En conclusion, l'influence de l'assemblée citoyenne irlandaise sur la politique climatique est remarquable, car d’ampleur inédite. L’assemblée citoyenne a en effet contribué aux nouvelles structures de gouvernance et de responsabilité esquissées dans le Plan d'action pour le climat, et les mesures d'atténuation et d'adaptation qu'elle a proposées ont été largement adoptées.

Apprentissage

En ce qui concerne l'inclusion, les organisateurs n'ont pas réussi à suffisamment mobiliser les groupes socio-économiques défavorisés et les agriculteurs, qui étaient largement sous-représentés dans l'assemblée. Cela peut s'expliquer par le fait que l'assemblée citoyenne ne rémunérait pas ses membres pour leur participation, ce qui rendait certainement la participation aux week-ends impossible ou trop coûteuse.

Une autre limite concerne les conditions légales de participation. Pour pouvoir participer à l'assemblée, les participants doivent être inscrits sur les listes électorales et être autorisés à participer à un référendum.
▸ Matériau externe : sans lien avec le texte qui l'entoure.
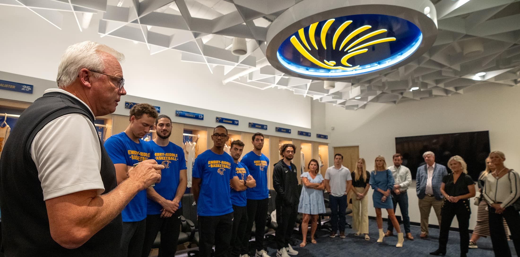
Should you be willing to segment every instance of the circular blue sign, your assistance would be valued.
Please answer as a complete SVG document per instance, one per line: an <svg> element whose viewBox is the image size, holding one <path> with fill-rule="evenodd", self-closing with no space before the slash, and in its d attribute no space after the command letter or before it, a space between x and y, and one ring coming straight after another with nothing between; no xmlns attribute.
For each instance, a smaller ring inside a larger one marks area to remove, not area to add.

Cela signifie que seules les personnes ayant la citoyenneté et âgées d'au moins 18 ans peuvent participer à l'assemblée citoyenne.

À partir de 2020, les assemblées de citoyens ne discutent plus d'une série de sujets différents au cours d'une même assemblée (ce qui était un héritage de la première convention constitutionnelle), mais se concentrent sur un seul sujet, comme les assemblées sur l'égalité des sexes (2020-2021), la perte de biodiversité ou le maire de Dublin élu au suffrage universel direct (tous deux en 2022) et la consommation de drogues (2023).  

Lors du dernier référendum (qui a inclut une double votation), le 8 mars 2024, les électeurs irlandais ont voté, contre la recommandation de l'assemblée citoyenne, de réécrire la constitution irlandaise de 1937 pour supprimer les paragraphes concernant le rôle des femmes et la nature de la famille. À la question de savoir s'il fallait élargir la définition de la famille pour y inclure les "relations durables", 67 % des citoyens ont voté contre. Quant au remplacement d'une référence aux femmes au foyer par une nouvelle disposition reconnaissant le rôle des soignants au sein de la famille (sans en définir le genre), 74 % des électeurs ont voté contre. Le taux de participation a été de 44 % 

David Farrell, politologue irlandais et consultant international sur les assemblées citoyennes, a déclaré que l'assemblée n'était pas déconnectée du grand public, mais que le gouvernement avait produit une formulation qui ne reflétait pas les recommandations de l'assemblée citoyenne. Ainsi, le gouvernement a largement ignoré ses recommandations au lieu de les utiliser, comme il l'a fait dans le cas du référendum sur l'avortement. Le politologue a appelé à une plus grande transparence durant la phase cruciale où les représentants du gouvernement ont reçu les recommandations de l'assemblée et décident de ce qui sera soumis à un référendum et de la manière dont cela sera formulé (voir en ligne). 

L'Irlande, qui a longtemps été considérée comme le pays modèle en matière d'assemblées citoyennes, doit, comme tous les pays, tirer les leçons de ces dernières expériences et continuer à améliorer les innovations démocratiques mises en place.